The Food and Drug Administration (FDA) recently launched a new webpage that provides status updates on the agency’s 515 Program Initiative.1 The 515 Program is a process, pursuant to Section 515 of the Federal Food, Drug and Cosmetic Act, for reclassifying certain Class III device types to Class I or Class II.2 The new webpage lists each device type pending reclassification and notes which step in the reclassification process the agency has reached for that device. The page also lists the most recent Federal Register notice for each device type.

Device Classification and FDA’s 515 Program Initiative

Class I and II devices are generally considered to be lower risk than Class III devices and require clearance through the FDA’s premarket notification process.3 Class III devices, however, are typically higher risk or first-of-a-kind and require approval through a premarket approval application (PMA), which is a more onerous process than the premarket notification process. When the FDA’s device regulation program began, the agency regulated more than 100 Class III devices through the premarket notification process, with the intent that the FDA would eventually reclassify those devices (to Class I or II), or sustain the Class III classification and require PMAs; however, as of 2009, twenty-six medical device types remained in the transitional state, awaiting final classification. The FDA implemented the 515 Program Initiative in 2009 to facilitate final reclassification of the remaining Class III device types.

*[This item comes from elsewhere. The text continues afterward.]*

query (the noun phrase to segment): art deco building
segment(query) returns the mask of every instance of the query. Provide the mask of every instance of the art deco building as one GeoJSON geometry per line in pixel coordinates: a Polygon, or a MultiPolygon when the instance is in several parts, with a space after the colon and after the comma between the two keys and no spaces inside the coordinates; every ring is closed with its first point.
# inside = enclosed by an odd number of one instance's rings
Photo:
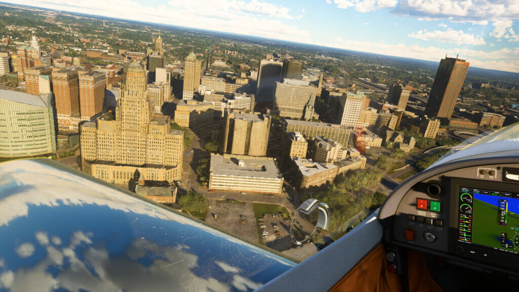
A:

The recently launched webpage allows interested parties to check on the reclassification status of the pending device types. Specifically, the reclassification process involves five steps:

  1. Collect Existing Information: First, the FDA gathers information about the device type available in the public domain. Typically, the FDA collects information by issuing a Federal Register notice calling for the public to submit any known relevant information on the medical device type under consideration. The FDA may also choose to solicit information by convening an advisory panel meeting of scientific experts who will discuss evidence on the device type’s safety and effectiveness. Members of the public also have the opportunity to present information at advisory panel meetings. The FDA notes on its website that it reserves advisory panels for only the “most complex” cases where public discussion would assist the agency in its decision.4  
  2. Assess Risks and Benefits: Second, the FDA conducts a scientific analysis of the available safety and effectiveness information for the device type. The agency forms an expert team to conduct the analysis, usually consisting of an engineer, physician, life scientist and/or other specialists who will evaluate whether the device remain in Class III or should be reclassified to Class I or II.  
  3. Propose Classification: After its initial analysis, the FDA will issue a Federal Register notice proposing the regulation of the device type into Class I, II or III (also know as a proposed rule). The proposed rule will also invite public comment on the suggested classification.  
  4. Receive and Review Comments: The FDA will review the public comments that were submitted in response to the proposed rule. The agency may choose at this stage to make changes to the classification based on the comments that are submitted.  
  5. Render Final Decision: The FDA will issue a final decision, or final rule, on reclassification for the device type in the Federal Register.5  

What This Means

The new webpage is helpful for medical device manufacturers whose products currently fall under Class III but are subject to potential reclassification.6 Device manufacturers in this situation might eventually have to submit PMAs for their products if the FDA determines that the device type should remain in Class III. The new webpage serves as a helpful planning tool, because it shows manufacturers where they stand in the process. In addition, manufacturers who track the process may choose to take advantage of public comment opportunities that will be available once the agency issues a proposed rule on reclassification.